Today we are quick to dismiss Rome’s gladiator games as barbaric, and for good reason. Thousands upon thousands of people gathered to watch someone’s life come to an end. But like today’s sporting events there was cheering, eating and drinking, and certain gladiators had their own fan followings. Maybe, just maybe, the comparisons don’t end there.
Have we, like the Roman crowds, dismissed the dignity of human life for our own entertainment? Have media outlets and social networking sites become our Coliseum? You may find the comparison too melodramatic, too much of a stretch. Granted, the differences are plain to see, but if we were to take an honest look, perhaps the comparisons would disturb us.
We watch television from our couches, rather than cheering from the stadium seating of a coliseum. But what are we watching, and with what attitude are we watching it? We make light of the slow, oftentimes self-induced, wasting away of a public figure. Divorce, infidelity, drug abuse, alcoholism and arrests all become fodder for late-night talk show hosts. Millions sit back and laugh, the glory of the television set glowing on their faces, shoveling popcorn and potato chips into their mouths. In this context, can we really justify our apathy by branding it “civilized” or “lighthearted”? What about cases in which apathy becomes a diffusion of responsibility?
In 1964, in Queens, N.Y., a woman was brutally attacked and killed.
Over the span of 35 minutes, Catherine Genovese was attacked three times. Each time she was stabbed, and each time she cried out for help. Her attacker stabbed her once and then left. Genovese tried to make her way to her apartment, but the man returned and stabbed her again. This time the man got into his car and drove off. Genovese managed to crawl to her apartment building before her attacker returned to find her at the foot of the staircase. He stabbed her once more, this time killing her.
There were 38 witnesses to this murder. Thirty-eight people who heard her scream and cry for help, yet only one person called the police, and this only after Genovese had died from her wounds.
Why? I’m sure their reasons varied, but isn’t it possible that everyone assumed someone else would call the police? Certainly someone else would intervene, someone more capable. If you’ve ever passed someone on the highway with a flat tire, or heard the number of children dying daily from hunger and preventable diseases, then you can probably relate to this sentiment: I’m sure someone else, someone better equipped and more qualified, someone not as busy as me will step in and do the right thing.

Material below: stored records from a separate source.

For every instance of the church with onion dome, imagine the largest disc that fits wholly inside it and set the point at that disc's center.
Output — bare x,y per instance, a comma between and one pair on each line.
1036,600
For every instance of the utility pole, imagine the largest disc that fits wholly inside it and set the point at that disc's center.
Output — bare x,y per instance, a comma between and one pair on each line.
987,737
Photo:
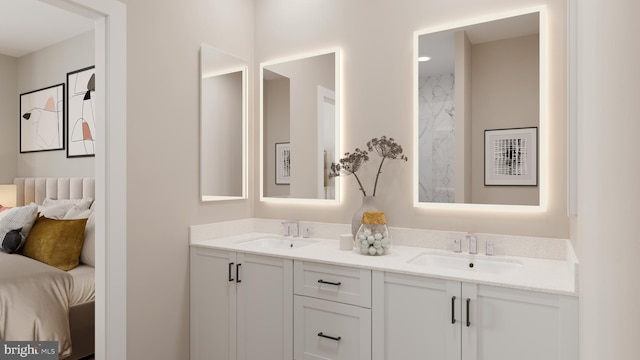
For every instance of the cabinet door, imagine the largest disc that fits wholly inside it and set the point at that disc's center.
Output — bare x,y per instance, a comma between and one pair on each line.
415,317
329,330
509,324
265,307
213,305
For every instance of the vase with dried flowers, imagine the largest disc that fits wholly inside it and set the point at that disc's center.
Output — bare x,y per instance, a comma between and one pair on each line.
386,148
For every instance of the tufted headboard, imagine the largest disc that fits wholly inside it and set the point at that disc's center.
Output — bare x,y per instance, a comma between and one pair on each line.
39,188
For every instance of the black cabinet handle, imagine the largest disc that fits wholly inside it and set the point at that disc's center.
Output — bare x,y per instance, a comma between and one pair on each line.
230,266
453,309
468,321
329,337
329,282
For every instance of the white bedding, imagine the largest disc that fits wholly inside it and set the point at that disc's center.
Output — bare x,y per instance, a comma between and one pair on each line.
34,301
84,285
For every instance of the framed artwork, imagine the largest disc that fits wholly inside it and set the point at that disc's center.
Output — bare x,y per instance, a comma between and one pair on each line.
42,119
283,163
81,125
511,157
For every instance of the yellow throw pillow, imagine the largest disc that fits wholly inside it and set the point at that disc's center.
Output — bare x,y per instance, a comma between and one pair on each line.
56,242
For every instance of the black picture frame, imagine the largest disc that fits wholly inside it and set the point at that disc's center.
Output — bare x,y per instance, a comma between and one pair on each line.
511,157
81,125
42,119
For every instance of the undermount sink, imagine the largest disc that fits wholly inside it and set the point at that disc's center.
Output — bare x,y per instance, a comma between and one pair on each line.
278,243
479,264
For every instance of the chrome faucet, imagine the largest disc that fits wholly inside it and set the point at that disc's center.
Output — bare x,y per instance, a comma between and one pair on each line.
291,228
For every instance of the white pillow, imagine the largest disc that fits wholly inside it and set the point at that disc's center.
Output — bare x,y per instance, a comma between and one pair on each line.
88,253
83,203
16,218
57,211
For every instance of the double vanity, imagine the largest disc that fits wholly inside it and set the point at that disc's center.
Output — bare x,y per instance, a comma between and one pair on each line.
260,295
482,152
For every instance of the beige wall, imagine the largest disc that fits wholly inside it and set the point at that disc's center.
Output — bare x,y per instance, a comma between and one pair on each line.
9,115
608,172
163,42
43,68
505,94
377,98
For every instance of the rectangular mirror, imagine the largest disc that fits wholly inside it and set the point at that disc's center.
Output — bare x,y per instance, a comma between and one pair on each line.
299,127
477,82
223,126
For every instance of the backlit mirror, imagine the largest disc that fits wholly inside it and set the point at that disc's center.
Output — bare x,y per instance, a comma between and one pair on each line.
300,102
480,112
223,126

I don’t know what you or I can do for Charlie Sheen. Perhaps, at the very least, go to God in prayer. But the plight of Charlie Sheen isn’t the only issue on the table. It’s merely a channel into the vast ocean of our apathy. It serves as an introduction into a dialogue about the diffusion of responsibility. We wash our hands and say things like, “It’s not my fault … they did this to themselves … someone else will help.” Jesus makes His distaste for this attitude very clear in the parable of the sheep and goats (Matthew 25:31-46).
Pilate wasn’t innocent because he washed his hands, just as Saul wasn’t innocent because he merely held people’s coats as they stoned Stephen. Are we condemning ourselves by our laughter? No. But let’s get one thing straight: there is nothing noble about standing on the sidelines watching tragedies unfold.